Note de présentation :

Le projet d’arrêté soumis à la consultation du public est pris pour l’application de l’article R. 427-6 du code de l’environnement et fixant la liste, les périodes et les modalités de destruction des espèces susceptibles d’occasionner des dégâts.

Introduction :

En application du 2° du I de l’article R. 427-6 du code de l’environnement, il revient au ministre chargé de la chasse de fixer par un arrêté la liste, les périodes et les modalités de destruction des espèces susceptibles d’occasionner des dégâts (ESOD) dites « du groupe 2 ».

Il existe trois groupes d’ESOD définis par l’article R. 427-6 du code de l’environnement. Le premier et le troisième groupe concernent respectivement les espèces non indigènes classées sur l’ensemble du territoire métropolitain par un arrêté ministériel pérenne (Le chien viverrin, le vison d’Amérique, le raton laveur, le ragondin, le rat musqué et la bernache du Canada) et une liste complémentaire définie par un arrêté préfectoral annuel (le sanglier, le lapin de garenne et le pigeon ramier).
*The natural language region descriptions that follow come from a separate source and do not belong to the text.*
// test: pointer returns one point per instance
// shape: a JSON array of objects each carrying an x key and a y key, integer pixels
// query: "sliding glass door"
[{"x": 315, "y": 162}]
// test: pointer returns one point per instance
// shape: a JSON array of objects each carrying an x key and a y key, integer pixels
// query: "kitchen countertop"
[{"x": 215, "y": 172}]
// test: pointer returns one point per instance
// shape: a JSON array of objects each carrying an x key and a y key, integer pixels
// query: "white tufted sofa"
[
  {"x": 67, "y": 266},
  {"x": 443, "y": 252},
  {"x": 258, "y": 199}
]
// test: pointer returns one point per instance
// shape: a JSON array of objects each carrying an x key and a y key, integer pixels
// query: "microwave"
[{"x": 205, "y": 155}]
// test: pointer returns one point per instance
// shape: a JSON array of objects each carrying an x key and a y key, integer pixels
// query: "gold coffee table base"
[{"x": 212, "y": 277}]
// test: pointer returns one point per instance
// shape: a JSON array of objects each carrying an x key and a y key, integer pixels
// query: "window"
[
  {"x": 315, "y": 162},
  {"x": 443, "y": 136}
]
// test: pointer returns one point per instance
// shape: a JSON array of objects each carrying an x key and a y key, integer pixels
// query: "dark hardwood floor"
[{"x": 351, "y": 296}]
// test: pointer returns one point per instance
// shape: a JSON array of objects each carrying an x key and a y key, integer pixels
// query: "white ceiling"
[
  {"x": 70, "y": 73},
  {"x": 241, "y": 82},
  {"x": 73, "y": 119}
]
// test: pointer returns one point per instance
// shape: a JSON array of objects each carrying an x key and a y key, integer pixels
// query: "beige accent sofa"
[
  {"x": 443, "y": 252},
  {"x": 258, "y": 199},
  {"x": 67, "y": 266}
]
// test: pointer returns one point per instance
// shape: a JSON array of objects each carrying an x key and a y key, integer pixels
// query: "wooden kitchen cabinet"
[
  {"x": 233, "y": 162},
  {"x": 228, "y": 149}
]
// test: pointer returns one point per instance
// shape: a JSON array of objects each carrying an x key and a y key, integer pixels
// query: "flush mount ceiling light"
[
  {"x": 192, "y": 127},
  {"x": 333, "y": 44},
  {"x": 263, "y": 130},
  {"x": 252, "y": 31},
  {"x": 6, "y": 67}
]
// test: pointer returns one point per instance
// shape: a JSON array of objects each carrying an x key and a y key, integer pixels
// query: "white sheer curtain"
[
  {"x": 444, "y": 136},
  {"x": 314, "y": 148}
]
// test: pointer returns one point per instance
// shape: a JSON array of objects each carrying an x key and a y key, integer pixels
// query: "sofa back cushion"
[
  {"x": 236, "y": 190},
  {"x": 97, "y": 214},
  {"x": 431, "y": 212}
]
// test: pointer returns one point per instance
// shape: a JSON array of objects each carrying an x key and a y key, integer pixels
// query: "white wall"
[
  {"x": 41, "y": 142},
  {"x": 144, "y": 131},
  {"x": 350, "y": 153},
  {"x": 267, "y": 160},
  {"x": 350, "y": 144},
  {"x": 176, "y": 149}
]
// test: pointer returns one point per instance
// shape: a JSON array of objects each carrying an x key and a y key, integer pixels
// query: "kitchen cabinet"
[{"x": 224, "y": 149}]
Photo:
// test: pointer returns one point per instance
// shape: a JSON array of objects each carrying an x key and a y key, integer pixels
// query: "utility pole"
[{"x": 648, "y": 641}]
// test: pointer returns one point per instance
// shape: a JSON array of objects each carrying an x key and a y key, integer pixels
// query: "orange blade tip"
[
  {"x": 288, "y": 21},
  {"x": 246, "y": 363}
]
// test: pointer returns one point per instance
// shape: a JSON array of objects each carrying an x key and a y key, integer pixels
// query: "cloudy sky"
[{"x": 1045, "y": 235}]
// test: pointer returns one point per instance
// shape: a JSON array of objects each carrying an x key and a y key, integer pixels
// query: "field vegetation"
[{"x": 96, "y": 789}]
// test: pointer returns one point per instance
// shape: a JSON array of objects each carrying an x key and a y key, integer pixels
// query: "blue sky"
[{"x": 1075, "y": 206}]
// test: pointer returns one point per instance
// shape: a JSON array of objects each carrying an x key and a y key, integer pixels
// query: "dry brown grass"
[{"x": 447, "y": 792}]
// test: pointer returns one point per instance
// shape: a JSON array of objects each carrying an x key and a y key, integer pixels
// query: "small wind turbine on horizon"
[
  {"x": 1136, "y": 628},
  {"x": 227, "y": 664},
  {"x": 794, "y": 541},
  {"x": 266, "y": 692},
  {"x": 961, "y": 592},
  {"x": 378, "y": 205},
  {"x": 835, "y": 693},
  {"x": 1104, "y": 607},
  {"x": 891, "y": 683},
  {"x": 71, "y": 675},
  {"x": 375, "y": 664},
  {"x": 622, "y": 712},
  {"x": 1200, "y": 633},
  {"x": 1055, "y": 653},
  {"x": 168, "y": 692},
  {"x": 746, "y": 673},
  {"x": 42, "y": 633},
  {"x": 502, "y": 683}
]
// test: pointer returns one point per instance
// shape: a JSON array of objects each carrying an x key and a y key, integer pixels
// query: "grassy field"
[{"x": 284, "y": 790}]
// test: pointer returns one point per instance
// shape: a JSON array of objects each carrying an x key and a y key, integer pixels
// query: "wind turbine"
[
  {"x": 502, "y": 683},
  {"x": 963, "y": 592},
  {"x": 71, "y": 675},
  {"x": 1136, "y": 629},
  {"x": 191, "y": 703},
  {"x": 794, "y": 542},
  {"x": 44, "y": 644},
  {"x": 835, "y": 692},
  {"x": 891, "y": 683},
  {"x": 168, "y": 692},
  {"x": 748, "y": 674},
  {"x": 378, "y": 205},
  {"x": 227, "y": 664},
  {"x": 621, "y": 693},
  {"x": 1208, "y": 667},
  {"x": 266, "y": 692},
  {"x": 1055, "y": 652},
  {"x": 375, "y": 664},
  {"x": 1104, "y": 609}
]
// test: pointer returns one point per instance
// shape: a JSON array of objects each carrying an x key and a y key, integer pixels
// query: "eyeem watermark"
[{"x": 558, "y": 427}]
Selon ce même article, une espèce peut être classée ESOD pour au moins l’un des quatre motifs suivants :

1° Dans l’intérêt de la santé et de la sécurité publiques ;
2° Pour assurer la protection de la flore et de la faune ;
3° Pour prévenir des dommages importants aux activités agricoles, forestières et aquacoles ;
4° Pour prévenir les dommages importants à d’autres formes de propriété. Le 4° ne s’applique pas aux espèces d’oiseaux.

La liste des ESOD du groupe 2 est fixée pour 3 ans par arrêté ministériel (courant du 1er juillet de la première année au 30 juin de la troisième année). Cet arrêté ministériel est pris sur proposition des préfets de département après avis de la Commission départementale de la chasse et de la faune sauvage (CDCFS) réunie en formation spécialisée sur les ESOD.

Une note technique datée du 8 septembre 2025 a été diffusée aux directions départementales des territoires et de la mer) en vue de l’élaboration des dossiers de demandes préfectorales de classement ministériel d’espèces susceptibles d’occasionner des dégâts (ESOD) du deuxième groupe.

Contexte :

Le précédent arrêté triennal du 3 août 2023 établissant la liste des ESOD du groupe 2 est arrivé à son terme le 1er juillet et doit, à ce titre, être renouvelé à compter de l’entrée en vigueur du présent projet d’arrêté. Il s’agit de la cinquième période de renouvellement des ESOD du 2e groupe : 2012-2015, 2015-2019, 2019-2023, 2023-2026, 2026-2029.

Il n’existe pas de liste prédéterminée d’espèces pouvant être classées ESOD dans le groupe 2, cependant seules des espèces chassables peuvent l’être.

La situation du putois et de la martre des pins a toutefois évolué ces dernières années suite à plusieurs décisions du Conseil d’État.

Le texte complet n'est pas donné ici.